All valid questions but who are the doctors answerable to?
- How is this information going to help a pharmacist make a decision to dispense the medication?
- Where is the time for a doctor to answer all these questions?
- When the technician calls you and asks all these questions, or faxes a questionnaire, when is the doctor going to find time to do any of this for every single patient?
- While this protocol is being implemented, as I am told, the DEA expects this from the pharmacist, how is a doctor going to pacify a frantic angry patient who calls the office as they are at the pharmacy and are tired of waiting. And who then will help the doctor to help satisfy a patient in the clinic who is now getting delayed? Who will be again answering to the grievances filed by the patient against the doctor? Why are we taking on this liability and burden forced upon a doctor for absolutely no reason? Wonder sometimes, what is the actual role and definition of a doctor.
- How is a doctor going to handle seeing patients in the clinic and taking care of patients who have left the clinic?
- Are doctors baby sitters of the pharmacists, or are the pharmacist’s regulators of doctors?
- How is this service, added stress and burden going to be compensated?
- We have to provide the pharmacies and laboratories the ICD 10 codes so that they can bill?
- That increases our load, and for what? I again ask, “Can’t I just be a doctor?” Can’t I just “heal?” and not have to deal with so many people at so many levels.
I write the ICD 10 code on the prescription, and the pharmacist calls my office asking what the ICD 10 code stands for! Just google it!
Interns, technicians at pharmacies and laboratories dial a doctor’s office with questions that help facilitate their learning it seems. If a doctor expresses their frustration about frequent interruptions and then their inability to comprehend what is being said, doctors are threatened by asking if they should not dispense the medication. Or have the patient wait longer until all their questions are answered.
So now the doctor and patient are held at ransom!
I have tried to find how any of those questions that we are forced to answer help a pharmacist make a decision on
- Whether they want to dispense the medications or not?

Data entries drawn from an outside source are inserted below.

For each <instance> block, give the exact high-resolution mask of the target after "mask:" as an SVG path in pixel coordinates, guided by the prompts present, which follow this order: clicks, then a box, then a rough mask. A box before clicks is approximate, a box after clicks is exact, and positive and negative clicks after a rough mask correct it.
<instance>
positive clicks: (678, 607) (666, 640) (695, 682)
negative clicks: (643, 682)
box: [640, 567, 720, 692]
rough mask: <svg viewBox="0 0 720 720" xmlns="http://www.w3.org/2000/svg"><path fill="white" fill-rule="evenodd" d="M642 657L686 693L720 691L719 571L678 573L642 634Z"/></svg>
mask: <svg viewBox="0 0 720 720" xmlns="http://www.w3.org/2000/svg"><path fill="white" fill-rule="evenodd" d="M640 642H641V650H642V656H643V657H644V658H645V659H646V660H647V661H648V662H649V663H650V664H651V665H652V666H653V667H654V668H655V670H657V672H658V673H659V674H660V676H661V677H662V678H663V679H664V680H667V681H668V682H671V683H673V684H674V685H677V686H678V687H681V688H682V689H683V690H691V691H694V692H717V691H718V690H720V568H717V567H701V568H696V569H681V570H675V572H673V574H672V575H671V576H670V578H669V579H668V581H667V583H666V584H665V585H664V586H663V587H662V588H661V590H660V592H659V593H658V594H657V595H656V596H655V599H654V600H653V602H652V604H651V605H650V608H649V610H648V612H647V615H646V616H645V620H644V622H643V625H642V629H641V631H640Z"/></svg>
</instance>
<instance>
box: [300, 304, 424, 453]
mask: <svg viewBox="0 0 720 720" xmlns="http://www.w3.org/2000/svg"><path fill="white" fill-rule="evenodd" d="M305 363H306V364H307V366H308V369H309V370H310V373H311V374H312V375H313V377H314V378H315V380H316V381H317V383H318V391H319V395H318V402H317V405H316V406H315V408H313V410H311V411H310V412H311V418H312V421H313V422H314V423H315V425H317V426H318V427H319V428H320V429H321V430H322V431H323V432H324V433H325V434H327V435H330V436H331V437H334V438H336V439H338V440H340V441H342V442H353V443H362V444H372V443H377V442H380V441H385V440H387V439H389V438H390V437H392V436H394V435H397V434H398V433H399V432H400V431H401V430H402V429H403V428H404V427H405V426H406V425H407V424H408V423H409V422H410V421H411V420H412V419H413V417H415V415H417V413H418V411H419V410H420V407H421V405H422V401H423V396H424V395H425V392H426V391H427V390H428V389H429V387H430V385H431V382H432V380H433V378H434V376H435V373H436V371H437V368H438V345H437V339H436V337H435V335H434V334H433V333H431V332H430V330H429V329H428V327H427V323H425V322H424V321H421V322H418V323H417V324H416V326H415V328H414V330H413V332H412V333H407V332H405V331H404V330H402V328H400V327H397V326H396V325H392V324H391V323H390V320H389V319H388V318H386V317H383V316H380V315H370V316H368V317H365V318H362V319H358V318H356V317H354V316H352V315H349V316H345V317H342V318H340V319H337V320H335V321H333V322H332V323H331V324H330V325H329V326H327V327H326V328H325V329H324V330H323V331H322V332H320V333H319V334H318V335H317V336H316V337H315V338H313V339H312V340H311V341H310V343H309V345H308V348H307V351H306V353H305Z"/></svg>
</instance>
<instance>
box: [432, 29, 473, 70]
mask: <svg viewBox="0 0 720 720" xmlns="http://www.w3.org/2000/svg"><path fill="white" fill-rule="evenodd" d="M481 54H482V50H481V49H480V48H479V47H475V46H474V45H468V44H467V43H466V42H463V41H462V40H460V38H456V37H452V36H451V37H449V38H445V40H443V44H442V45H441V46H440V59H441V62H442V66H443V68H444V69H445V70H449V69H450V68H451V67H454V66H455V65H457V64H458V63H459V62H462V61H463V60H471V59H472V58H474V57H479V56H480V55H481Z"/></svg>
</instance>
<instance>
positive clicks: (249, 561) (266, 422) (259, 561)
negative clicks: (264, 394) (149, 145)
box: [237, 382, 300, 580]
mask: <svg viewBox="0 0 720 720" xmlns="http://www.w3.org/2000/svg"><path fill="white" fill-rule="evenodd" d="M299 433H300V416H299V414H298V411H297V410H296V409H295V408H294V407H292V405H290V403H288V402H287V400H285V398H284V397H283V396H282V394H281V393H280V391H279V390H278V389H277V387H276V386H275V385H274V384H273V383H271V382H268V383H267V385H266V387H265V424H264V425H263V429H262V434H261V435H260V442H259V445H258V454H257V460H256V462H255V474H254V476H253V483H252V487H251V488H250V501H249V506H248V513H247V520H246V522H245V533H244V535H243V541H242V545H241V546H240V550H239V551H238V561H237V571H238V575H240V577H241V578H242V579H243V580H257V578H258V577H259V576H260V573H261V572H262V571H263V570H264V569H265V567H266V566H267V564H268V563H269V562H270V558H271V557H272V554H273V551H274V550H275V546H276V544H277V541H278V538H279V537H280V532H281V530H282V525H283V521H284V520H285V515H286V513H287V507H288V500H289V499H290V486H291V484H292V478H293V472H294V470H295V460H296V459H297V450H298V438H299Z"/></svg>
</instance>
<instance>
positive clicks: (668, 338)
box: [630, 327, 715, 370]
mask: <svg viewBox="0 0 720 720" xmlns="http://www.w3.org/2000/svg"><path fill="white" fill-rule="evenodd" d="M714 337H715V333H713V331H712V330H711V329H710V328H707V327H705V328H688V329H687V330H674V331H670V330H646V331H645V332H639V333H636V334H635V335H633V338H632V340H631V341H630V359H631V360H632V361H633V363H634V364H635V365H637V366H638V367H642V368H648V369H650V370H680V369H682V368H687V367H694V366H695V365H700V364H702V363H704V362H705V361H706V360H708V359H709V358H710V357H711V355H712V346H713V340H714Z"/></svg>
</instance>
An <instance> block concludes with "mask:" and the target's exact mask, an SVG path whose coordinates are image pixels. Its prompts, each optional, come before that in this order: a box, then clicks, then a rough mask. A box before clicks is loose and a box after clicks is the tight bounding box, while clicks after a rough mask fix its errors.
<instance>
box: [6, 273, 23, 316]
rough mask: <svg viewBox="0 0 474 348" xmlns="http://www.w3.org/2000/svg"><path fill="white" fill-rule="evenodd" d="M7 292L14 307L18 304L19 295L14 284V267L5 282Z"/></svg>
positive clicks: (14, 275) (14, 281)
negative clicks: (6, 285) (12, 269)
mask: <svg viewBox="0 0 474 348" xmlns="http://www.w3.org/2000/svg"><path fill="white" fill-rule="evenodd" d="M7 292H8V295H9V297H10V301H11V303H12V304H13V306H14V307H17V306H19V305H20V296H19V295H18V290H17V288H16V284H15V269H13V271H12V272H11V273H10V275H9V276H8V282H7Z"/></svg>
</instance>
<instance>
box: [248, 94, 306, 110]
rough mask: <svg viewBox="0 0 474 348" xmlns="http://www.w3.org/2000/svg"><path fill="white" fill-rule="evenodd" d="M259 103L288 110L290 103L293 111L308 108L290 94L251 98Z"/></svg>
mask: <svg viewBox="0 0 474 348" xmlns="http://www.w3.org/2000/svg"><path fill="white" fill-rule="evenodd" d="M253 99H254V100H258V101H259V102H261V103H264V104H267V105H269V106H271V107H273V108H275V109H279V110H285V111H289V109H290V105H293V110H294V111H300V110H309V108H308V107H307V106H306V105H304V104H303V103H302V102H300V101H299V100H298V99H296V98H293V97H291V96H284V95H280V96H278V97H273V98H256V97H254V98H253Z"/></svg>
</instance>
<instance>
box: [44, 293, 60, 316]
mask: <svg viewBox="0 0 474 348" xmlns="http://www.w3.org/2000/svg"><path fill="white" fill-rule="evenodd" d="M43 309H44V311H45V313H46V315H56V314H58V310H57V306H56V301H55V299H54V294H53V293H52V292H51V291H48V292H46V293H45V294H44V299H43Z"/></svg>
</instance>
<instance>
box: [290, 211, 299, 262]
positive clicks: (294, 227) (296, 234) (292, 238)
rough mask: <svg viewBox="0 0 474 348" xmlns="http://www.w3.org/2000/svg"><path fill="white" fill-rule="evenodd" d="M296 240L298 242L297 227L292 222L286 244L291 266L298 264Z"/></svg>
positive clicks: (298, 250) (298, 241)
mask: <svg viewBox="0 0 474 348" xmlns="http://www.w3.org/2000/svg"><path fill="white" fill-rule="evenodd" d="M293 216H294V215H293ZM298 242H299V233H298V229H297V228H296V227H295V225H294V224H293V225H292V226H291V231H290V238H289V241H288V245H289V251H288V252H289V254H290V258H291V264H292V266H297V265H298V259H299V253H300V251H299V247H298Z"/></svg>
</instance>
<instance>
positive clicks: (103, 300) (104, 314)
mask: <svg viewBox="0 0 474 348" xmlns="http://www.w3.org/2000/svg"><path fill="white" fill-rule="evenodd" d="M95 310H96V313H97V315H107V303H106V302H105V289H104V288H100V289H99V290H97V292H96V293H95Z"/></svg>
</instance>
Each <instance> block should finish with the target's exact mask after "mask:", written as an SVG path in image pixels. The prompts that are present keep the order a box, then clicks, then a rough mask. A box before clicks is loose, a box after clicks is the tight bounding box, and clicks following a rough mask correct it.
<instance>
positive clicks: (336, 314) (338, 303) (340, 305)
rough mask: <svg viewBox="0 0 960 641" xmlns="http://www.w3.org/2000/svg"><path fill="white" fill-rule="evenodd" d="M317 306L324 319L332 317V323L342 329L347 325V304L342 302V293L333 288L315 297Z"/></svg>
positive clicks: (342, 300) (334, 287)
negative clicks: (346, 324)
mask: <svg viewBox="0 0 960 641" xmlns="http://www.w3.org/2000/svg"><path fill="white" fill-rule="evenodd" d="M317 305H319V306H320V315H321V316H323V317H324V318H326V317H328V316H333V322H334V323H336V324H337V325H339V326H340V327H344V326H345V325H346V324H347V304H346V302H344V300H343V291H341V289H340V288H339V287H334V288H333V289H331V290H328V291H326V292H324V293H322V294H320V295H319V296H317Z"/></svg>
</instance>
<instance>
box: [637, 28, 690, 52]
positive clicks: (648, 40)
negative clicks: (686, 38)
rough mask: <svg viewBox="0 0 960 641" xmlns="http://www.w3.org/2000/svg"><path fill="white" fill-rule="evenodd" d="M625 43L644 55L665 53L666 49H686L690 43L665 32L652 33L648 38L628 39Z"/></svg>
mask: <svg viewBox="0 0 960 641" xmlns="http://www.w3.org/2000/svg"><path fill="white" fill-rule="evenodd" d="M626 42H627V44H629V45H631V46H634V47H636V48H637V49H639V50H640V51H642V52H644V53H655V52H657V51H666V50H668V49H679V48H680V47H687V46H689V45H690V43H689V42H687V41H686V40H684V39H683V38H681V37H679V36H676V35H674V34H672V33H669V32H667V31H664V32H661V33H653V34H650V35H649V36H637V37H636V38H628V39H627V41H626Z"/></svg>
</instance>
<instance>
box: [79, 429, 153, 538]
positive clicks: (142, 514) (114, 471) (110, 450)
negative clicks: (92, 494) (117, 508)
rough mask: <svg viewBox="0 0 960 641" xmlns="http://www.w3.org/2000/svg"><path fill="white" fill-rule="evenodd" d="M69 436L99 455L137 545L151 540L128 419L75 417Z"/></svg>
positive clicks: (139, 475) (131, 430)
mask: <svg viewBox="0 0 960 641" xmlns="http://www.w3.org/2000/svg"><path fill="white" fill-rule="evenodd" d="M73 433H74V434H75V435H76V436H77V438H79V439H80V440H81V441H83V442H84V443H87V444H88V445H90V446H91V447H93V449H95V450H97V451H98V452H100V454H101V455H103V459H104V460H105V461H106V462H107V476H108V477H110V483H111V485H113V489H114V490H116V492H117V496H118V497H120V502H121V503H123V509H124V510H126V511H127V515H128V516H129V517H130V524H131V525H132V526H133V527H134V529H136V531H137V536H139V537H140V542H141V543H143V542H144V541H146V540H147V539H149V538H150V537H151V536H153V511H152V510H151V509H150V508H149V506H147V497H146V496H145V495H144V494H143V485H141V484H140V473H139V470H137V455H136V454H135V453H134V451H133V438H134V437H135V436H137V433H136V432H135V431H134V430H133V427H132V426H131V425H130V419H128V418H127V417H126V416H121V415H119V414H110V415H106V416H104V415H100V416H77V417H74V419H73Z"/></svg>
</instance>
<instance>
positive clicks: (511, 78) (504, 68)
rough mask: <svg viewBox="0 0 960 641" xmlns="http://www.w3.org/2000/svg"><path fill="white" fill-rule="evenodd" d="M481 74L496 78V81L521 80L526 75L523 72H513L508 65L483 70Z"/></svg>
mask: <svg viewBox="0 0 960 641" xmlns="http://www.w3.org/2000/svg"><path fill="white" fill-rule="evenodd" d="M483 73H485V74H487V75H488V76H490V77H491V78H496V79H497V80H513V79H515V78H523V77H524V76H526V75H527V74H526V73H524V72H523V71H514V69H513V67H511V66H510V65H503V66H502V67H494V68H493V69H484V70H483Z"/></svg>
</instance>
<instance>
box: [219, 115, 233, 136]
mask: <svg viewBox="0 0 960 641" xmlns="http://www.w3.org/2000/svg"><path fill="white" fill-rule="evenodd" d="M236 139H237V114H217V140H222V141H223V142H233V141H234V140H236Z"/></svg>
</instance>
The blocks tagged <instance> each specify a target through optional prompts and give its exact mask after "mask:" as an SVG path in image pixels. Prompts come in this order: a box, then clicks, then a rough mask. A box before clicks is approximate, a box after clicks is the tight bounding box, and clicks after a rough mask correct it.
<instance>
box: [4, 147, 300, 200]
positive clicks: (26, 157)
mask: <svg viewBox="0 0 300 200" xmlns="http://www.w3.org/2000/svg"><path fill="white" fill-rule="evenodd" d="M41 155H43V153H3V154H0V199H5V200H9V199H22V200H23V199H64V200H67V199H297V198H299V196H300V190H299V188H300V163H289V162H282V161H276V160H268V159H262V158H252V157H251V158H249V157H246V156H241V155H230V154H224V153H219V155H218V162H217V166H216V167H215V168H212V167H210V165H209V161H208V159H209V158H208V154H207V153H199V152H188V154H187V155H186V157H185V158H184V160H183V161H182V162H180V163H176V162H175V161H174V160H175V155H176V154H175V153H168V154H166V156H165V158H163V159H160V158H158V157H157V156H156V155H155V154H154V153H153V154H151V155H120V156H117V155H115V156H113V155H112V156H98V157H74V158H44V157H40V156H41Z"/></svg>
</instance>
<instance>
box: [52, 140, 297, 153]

- How are they qualified to make any clinical decision?
I called the DEA and expressed my frustration. They stated that they fully understand my frustration but that I had to complain to the college of pharmacy.
As a doctor, again I realized that there are no clearly defined avenues for clarifying our concerns. Like everything else we are dumped upon, truckloads of regulations and requirements by multiple departments, all using a doctor to justify their charges and protect their liability.
Doctors are suddenly answerable to:
- A pharmacist
- A laboratory
- A radiology department
- A pathology department
All have similar procedures. All beating their chest, asking us to justify, to discuss plans, and satisfy criteria imposed by many other departments.
All day the doctor encounters different entry level assistants asking doctors questions that have complex answers that they cannot comprehend and don’t have a clue. And the doctor struggles to get past these hurdles to be able to reach a patient so that they can just finally be a doctor.
But in spite of all these challenges, intrusions, demands, questions and documentations, the expectations from a doctor is that they don’t complain, and simply play God, and be perfect in everything they do, because the measuring yardstick has many spokes in its wheel that can stab the character, selfless work, tireless efforts and sleep deprived hard work of a doctor at many, many levels.
Why? Because, apparently a doctor puts themselves through all of this just to make money?